A partir de esta información, un grupo de egresados de la Universidad Autónoma Metropolitana (UAM) y de la Universidad Nacional Autónoma de México (UNAM) crearon la empresa ALNUBIO, que usa la biotecnología para producir harinas nutritivas con base en camote y que ahora tiene una nueva área de desarrollo que es producir proteína en polvo a partir de granjas de microorganismos, lo que ellos llaman “Granjas moleculares” o molecular farming.

ALNUBIO es una empresa que genera una línea de productos tradicionales sin aditivos químicos, de alta calidad nutrimental y excelente sabor. Su proyecto más exitoso surgió tras observar que el camote no se aprovecha en México y al investigar sus propiedades nutricionales que pueden ayudar a revertir las carencias alimenticias durante la niñez, la tercera edad y el embarazo, principalmente.

Laura Grecia Fuentes Ponce, egresada de Ingeniería en Bioquímica Industrial de la UAM y maestra en ciencias por el Instituto de Biotecnología de la UNAM, formuló y desarrolló productos en polvo con la raíz de camote y posteriormente lo puso al servicio de la población a partir de un programa en África llamado VITA A –en el cual proporcionaron este tipo de harina a varios países con una variedad de camote anaranjado para combatir la desnutrición—. Ésta fue la base para que se pensara en desarrollar una línea de productos nutracéuticos.

“Este proyecto nació cuando finalicé la licenciatura y hace dos años que terminé la maestría, decidí retomarlo. Formamos un grupo multidisciplinario para encargarnos de la producción, de manera piloto, y posteriormente constituimos la empresa ALNUBIO, que bajo la marca Camorina aloja una línea especial de harinas con los nombres Smart, Camorina, Multiplex y Diabetics”, informó la maestra Laura Grecia.

La maestra Fuentes Ponce informó que para la población infantil han iniciado la formulación de un batido y snacks de buenas características nutricionales, pero que la investigación continúa.

Los productos marca Camorina se elaboran con ingredientes 100 por ciento naturales, no contienen conservadores, su sabor es único y están listos para hornear. Las harinas con el nombre Smart y Multiplex van dirigidas a las personas con enfermedad celíaca y con problemas nutricionales, respectivamente.
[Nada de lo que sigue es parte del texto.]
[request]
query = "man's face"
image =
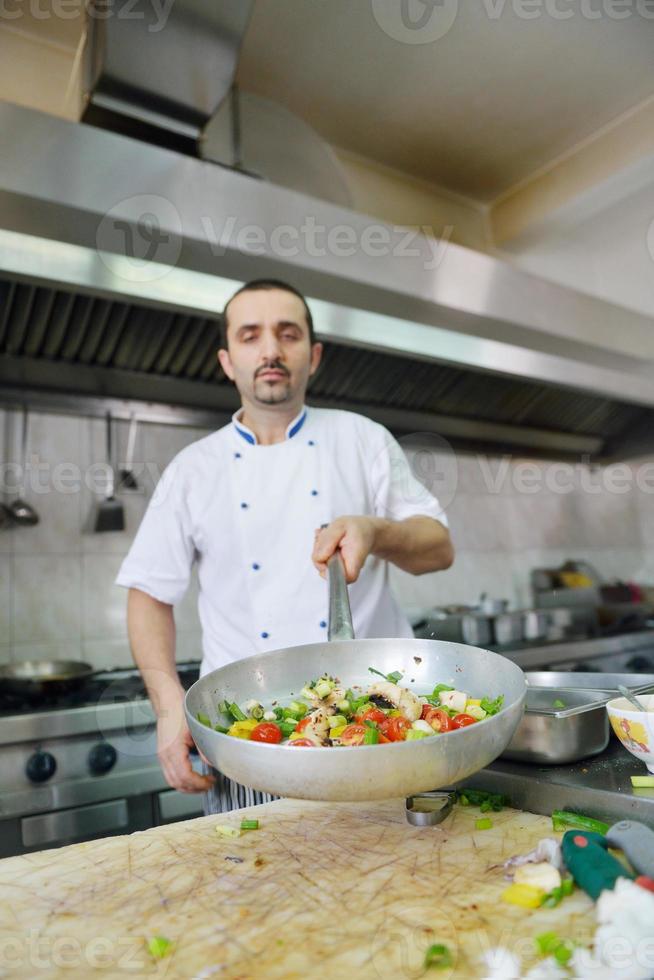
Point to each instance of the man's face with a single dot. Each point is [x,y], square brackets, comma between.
[269,357]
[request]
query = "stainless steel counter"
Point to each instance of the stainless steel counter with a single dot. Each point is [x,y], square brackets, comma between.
[535,655]
[599,787]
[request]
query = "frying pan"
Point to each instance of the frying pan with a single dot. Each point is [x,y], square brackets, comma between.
[367,772]
[37,679]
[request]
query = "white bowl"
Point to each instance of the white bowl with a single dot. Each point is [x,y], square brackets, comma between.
[635,729]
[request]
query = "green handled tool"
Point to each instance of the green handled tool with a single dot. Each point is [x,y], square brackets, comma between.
[590,864]
[587,858]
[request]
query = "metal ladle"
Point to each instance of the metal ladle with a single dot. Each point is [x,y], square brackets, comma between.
[626,693]
[23,513]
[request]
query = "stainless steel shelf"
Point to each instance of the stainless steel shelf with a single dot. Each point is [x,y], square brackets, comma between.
[534,655]
[599,787]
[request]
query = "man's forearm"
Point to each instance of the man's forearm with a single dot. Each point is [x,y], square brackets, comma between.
[151,628]
[416,545]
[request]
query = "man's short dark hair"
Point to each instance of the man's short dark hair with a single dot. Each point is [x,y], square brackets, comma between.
[257,284]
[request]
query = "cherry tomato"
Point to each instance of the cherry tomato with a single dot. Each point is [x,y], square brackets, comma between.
[371,713]
[395,728]
[439,719]
[266,732]
[353,735]
[460,721]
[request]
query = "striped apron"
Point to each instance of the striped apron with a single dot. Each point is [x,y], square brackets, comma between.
[227,795]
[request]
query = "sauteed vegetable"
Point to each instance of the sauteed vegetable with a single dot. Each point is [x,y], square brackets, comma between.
[327,714]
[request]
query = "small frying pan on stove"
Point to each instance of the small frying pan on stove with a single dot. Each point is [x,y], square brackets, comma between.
[38,680]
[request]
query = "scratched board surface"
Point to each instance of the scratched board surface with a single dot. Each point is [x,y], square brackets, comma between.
[337,890]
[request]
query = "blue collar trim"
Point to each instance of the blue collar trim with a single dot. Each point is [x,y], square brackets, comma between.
[250,437]
[296,426]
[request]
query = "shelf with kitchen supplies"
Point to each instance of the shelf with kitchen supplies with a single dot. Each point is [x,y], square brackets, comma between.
[599,787]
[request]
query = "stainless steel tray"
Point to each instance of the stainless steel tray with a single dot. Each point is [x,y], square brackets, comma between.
[561,725]
[591,680]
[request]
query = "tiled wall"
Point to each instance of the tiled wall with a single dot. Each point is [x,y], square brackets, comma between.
[508,516]
[57,597]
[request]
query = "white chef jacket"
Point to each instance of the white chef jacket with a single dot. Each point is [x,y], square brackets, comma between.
[247,513]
Fuentes Ponce asegura que su proyecto tiene tres dimensiones: científica, económica y social. “Todos los científicos soñamos con lograr un desarrollo que ayude a México, pero al crear una empresa de base tecnológica atendemos otro problema que se está presentando: el hecho de que hay muchos jóvenes científicos muy brillantes que egresan y no tienen empleo. En estas empresas tales jóvenes pueden tener ingreso y seguir investigando”, concluye Fuentes Ponce.